If any provision or part-provision of this agreement is or becomes invalid, illegal or unenforceable, it shall be deemed deleted, but that shall not affect the validity and enforceability of the rest of this agreement.
If any provision or part-provision of this agreement is deemed deleted under clause 14.1, the parties shall negotiate in good faith to amend such provision so that, to the greatest extent possible, the amended provision achieves the intended commercial result of the original provision.
Other than any other written agreement entered into between the parties which expressly acknowledges this agreement, this agreement constitutes the entire agreement between the parties and supersedes and extinguishes all previous agreements, promises, assurances, warranties, representations and understandings between them, whether written or oral, relating to its subject matter.
Each party acknowledges that, in entering into this agreement, it does not rely on any statement, representation, assurance or warranty (whether made innocently or negligently) that is not set out in this agreement.

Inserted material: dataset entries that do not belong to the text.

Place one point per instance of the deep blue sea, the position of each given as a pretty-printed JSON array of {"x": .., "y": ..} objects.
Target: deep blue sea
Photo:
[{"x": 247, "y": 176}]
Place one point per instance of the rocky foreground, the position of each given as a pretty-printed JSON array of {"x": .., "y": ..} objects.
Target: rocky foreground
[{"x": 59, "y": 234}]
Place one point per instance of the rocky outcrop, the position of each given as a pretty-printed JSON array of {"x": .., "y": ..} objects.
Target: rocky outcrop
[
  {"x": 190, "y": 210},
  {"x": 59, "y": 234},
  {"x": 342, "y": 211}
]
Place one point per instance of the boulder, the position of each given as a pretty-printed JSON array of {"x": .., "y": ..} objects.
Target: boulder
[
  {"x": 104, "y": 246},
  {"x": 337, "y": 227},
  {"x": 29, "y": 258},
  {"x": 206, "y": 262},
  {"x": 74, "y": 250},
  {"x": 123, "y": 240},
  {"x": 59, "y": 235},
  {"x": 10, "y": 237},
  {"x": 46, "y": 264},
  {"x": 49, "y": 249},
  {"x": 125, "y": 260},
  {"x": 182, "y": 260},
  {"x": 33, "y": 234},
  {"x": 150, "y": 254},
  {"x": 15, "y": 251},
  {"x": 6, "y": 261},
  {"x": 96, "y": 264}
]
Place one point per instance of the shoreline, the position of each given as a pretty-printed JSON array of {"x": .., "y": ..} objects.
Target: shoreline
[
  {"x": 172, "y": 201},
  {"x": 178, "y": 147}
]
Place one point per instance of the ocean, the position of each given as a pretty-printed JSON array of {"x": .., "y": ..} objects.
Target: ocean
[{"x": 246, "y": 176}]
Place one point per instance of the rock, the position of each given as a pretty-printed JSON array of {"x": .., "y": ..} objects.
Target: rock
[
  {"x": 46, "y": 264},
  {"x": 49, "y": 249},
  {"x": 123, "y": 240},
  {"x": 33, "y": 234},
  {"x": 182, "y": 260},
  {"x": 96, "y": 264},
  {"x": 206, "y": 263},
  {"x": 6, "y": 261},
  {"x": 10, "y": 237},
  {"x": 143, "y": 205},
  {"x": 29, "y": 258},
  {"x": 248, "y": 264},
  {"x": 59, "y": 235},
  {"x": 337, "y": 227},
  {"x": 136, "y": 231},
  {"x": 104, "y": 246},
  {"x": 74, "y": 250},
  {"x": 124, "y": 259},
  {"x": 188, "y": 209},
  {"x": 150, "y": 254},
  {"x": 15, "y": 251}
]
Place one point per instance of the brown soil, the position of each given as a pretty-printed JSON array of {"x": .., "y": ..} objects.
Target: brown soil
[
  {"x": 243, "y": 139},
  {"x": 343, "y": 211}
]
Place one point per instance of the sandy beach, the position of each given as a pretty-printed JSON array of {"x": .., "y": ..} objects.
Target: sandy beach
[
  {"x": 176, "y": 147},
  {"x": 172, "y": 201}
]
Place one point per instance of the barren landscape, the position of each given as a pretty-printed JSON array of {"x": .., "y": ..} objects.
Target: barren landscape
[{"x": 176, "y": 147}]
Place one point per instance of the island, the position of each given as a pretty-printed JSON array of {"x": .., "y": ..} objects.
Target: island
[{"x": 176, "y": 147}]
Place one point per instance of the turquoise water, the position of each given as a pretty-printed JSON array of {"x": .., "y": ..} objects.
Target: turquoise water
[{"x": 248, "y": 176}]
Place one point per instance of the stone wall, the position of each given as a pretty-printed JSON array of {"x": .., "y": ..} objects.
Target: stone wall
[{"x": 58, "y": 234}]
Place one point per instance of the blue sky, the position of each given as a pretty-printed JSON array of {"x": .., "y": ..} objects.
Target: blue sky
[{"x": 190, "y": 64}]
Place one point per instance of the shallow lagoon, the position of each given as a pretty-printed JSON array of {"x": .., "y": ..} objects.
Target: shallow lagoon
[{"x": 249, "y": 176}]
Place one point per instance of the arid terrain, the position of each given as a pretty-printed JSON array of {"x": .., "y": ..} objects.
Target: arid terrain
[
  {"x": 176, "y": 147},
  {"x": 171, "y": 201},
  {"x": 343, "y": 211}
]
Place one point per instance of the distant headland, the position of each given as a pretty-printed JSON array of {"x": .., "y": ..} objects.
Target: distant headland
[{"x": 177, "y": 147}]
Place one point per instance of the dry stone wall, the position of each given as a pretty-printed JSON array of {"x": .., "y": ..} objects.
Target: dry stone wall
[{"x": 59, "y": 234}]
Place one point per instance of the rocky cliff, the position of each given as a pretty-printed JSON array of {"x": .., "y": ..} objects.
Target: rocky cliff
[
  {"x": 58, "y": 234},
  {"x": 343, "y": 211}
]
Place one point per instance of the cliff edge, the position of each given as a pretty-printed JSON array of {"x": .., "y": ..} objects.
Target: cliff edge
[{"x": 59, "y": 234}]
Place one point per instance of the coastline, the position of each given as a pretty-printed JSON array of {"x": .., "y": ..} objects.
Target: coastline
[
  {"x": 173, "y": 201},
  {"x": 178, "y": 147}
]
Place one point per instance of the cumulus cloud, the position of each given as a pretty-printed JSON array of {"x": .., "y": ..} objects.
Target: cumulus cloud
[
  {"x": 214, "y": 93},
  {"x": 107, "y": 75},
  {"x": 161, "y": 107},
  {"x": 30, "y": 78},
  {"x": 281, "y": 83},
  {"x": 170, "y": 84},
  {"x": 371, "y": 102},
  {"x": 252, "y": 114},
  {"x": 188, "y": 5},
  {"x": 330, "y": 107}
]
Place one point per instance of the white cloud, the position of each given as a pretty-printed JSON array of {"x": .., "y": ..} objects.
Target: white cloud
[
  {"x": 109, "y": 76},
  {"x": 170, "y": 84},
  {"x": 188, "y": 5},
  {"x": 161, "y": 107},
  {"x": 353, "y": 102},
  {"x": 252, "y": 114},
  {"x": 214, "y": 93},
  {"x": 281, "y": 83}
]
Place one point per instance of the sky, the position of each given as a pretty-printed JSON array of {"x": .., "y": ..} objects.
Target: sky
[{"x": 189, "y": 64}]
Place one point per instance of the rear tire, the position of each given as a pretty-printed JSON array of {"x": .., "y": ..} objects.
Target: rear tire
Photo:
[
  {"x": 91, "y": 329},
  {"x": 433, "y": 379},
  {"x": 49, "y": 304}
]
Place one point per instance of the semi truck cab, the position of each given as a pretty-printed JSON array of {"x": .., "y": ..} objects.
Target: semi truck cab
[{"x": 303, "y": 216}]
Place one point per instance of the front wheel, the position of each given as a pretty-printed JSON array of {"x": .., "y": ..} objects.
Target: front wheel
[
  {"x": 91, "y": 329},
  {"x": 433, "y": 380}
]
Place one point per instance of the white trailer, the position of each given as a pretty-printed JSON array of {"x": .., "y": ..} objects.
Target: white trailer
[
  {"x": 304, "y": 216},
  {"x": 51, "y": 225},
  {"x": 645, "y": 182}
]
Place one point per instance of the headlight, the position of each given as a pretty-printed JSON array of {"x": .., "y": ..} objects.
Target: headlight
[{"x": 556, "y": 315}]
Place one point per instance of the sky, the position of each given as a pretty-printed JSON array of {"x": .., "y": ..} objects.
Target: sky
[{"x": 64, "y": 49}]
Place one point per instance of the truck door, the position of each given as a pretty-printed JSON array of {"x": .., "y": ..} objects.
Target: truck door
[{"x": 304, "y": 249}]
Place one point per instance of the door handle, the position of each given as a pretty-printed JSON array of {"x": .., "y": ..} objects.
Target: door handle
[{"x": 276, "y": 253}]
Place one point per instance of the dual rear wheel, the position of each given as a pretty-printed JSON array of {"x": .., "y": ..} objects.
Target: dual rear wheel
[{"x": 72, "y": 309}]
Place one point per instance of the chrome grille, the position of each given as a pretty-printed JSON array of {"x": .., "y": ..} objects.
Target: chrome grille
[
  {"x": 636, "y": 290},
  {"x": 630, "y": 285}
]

Each party agrees that it shall have no claim for innocent or negligent misrepresentation or negligent misstatement based on any statement in this agreement.
The Customer shall not, without the prior written consent of the Supplier, assign, transfer, charge, subcontract, delegate, declare a trust over or deal in any other manner with all or any of its rights or obligations under the Contract.
The Supplier may at any time assign, transfer, charge, subcontract, delegate, declare a trust over or deal in any other manner with all or any of its rights or obligations under the Contract.
No partnership or agency
Nothing in the Contract is intended to or shall operate to create a partnership between the parties, or to authorise either party to act as agent for the other, and neither party shall have authority to act in the name or on behalf of or otherwise to bind the other in any way (including the making of any representation or warranty, the assumption of any obligation or liability and the exercise of any right or power).
Third party rights
This agreement does not give rise to any rights under the Contracts (Rights of Third Parties) Act 1999 to enforce any term of this agreement.
Any notice given to a party under or in connection with this contract shall be in writing and shall be:
delivered by hand or by pre-paid first-class post or other next working day delivery service at its registered office; or
sent by email to the email addresses specified on the Purchase Order.
Any notice or communication shall be deemed to have been received:
if delivered by hand, at the time the notice is left at the proper address;
if sent by pre-paid first-class post or other next working day delivery service, at 9.00 am on the second Business Day after posting; and
if sent by email, at 9.00 am on the next Business Day after transmission.
This clause does not apply to the service of any proceedings or other documents in any legal action or, where applicable, any arbitration or other method of dispute resolution.
The Contract and any disputes or claims arising out of or in connection with it or its subject matter or formation (including non-contractual disputes or claims) are governed by and construed in accordance with the law of England and Wales.
Each party irrevocably agrees that the courts of England and Wales shall have exclusive jurisdiction to settle any dispute or claim arising out of or in connection with this agreement or its subject matter or formation (including non-contractual disputes or claims).